第66話

 セシリアとメリッサが受けた指令。それは国王軍の動きを止める事だった。


 もちろん、そう簡単にはいかない。セシリアはいわばこの戦争を起こした張本人だからだ。被害者として、だが。


 だからこれは、セシリアと国王の血の繋がりだけを頼りにした策だ。


「お父様、ここまで通してくださいありがとうございます」

「当然だ……お前は誰が何をいおうと私の娘なのだからな。親子の会話をするのに、何の障害もあるわけがない」


 静謐な謁見の間。そこでひどく若く見える……三十から四十ほどの見た目をした国王はそう告げる。あくまで国王と聖女ではなく、父と娘として。


「こうして帰ってきたということは……見つけたのか? お前の言っていたこの国の救世主、勇者は……」

「それは――」


 そこで動いたのはメリッサだった。殿中にて大剣を抜き、その刃をセシリアに突きつける。それだけで反応しメリッサを取り囲んだのは流石精鋭の国王軍だと言えるだろう。


 だが、相手は『剣神』のメリッサ。瞬く間に国王軍を大剣の腹で打ち付けて気絶させると、よく通る声でこう告げた。

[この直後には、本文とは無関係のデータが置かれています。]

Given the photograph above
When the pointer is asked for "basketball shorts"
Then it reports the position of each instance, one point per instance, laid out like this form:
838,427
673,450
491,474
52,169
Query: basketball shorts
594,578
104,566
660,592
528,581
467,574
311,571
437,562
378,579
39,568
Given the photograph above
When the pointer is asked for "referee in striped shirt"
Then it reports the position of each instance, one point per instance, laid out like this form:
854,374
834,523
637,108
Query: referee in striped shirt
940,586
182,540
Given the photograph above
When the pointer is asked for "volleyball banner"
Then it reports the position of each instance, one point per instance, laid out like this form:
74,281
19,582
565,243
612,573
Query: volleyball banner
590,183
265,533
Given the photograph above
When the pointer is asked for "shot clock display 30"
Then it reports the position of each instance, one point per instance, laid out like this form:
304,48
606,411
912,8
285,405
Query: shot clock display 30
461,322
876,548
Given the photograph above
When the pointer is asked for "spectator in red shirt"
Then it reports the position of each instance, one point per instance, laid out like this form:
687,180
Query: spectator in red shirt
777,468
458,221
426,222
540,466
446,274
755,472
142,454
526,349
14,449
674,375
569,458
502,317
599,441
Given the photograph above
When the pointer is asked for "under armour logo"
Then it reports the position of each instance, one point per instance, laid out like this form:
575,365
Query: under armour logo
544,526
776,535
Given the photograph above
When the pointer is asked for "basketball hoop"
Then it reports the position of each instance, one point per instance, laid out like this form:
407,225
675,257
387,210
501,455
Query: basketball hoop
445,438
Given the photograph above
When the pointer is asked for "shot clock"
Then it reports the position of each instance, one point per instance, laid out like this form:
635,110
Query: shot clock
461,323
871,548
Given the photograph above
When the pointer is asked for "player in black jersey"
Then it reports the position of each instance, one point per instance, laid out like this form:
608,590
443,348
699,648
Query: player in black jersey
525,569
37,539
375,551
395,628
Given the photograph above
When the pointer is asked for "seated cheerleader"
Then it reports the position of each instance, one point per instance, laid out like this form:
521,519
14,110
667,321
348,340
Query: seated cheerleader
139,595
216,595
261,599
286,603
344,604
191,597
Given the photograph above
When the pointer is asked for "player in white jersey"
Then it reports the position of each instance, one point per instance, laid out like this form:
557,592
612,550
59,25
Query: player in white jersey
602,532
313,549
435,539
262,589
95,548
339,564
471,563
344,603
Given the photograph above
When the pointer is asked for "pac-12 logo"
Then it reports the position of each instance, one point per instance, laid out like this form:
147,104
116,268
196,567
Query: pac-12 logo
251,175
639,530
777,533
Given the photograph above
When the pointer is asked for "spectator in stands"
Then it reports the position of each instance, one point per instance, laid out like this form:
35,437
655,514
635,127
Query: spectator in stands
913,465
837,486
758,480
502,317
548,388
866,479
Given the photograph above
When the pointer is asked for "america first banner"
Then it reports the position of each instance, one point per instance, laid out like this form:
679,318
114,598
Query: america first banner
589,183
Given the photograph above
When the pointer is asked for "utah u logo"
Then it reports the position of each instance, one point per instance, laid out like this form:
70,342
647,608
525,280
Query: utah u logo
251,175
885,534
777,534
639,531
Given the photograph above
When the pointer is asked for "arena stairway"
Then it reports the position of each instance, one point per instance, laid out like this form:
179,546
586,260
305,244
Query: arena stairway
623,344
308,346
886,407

「あたしは、勇者を探す旅に出ていたこの子を攫った一味よ。要求はただ一つ……反乱軍の所有する兵器を渡しなさい。魔導王国の技術が欲しいわけ」

「……皆、下がりなさい。この場でセシリアを殺すわけではなさそうだ。して、若き剣士よ。反乱軍の兵器が魔導王国のものというのは本当か?」

「そうよ。何も分からないあんた達に壊されちゃ困るの。だから、あたし達が兵器を確保するまで、開戦を禁止するわ。反乱軍からどんな攻撃を受けても反撃を許さないわ」


 そう口上を述べつつも、メリッサの額にはうっすらと汗が滲んでいた。元より演技の苦手な子なのだ。しかし、国王軍に兵器の情報を伝えるにはこれが一番だった。


 ――聖ノ国は騙されすぎてる。今更見ず知らずの味方だという奴なんかより、明確な敵として現れた奴がこぼした言葉の方が信頼に足ると思うんだよ。


 それがリーフの言葉だった。


「我らも戦を好んでしたいわけではない……要求は呑もう。だから、ひとまずその剣を収めてはくれんか? 反乱軍の兵器は確かにお前に渡そう。神の守護を掲げるこの国には不要なものだ……」


 だが、と国王は鷹のように鋭い目つきをして、とても中年の男が放っていると思えないほどの圧を放つ。


「もしセシリアに傷一つでも付けてみろ。私自らがお前達を斬る。反乱軍より先にな」


 ――そして、おそらくそれだけじゃ上手くいかねえ。相手は一国の王だ。政治的なやりとりじゃ勝てっこねえ。だから、セシリアだけは放すなよ。それが、メリッサの生命線だ。


(リーフ、あんたの言うとおりみたいね……親の弱みにつけ込んでるみたいだけど、今回のあたし達は悪役、だものね?)


「約束するわ。反乱軍への攻撃を開始しなければ、セシリアには何もしない」

「うむ。ここに至るまで何もしていないのなら、本当にセシリアに危害を加える事はなかろう。ならばむしろ、今この場では頼れるガーディアンができたと考えることにしよう」


 そして、国王はつかつかとメリッサに向かって歩いてきて……耳元で囁いた。


「次からは殺気も放つといい。それではむしろセシリアを守っているように見えてしまうからな」


(……敵わないわね。ま、これで国王軍に縛りは付けられたことだし、上等よね?)


「お待ちください、国王様。そんな簡単に停戦はできませんぞ。相手は今も攻撃をしかけようと虎視眈々と我らを狙っているのです。兵とて守るべき民の一人。目の前で仲間が殺されかけているのに反撃するなとは、あんまりではありませんか?」


 ――そしたら、絶対に反対意見が出てくる。当たり前だ、完全にこっちの都合だからな。戦争の事はよく分かんねえけど、セシリアには偽聖女かもしれないという不信感が溜まってる。それを解消する手段を今は持ってねえけど……味方として出て行くんじゃなくて、人質にするのはそういうわけだ。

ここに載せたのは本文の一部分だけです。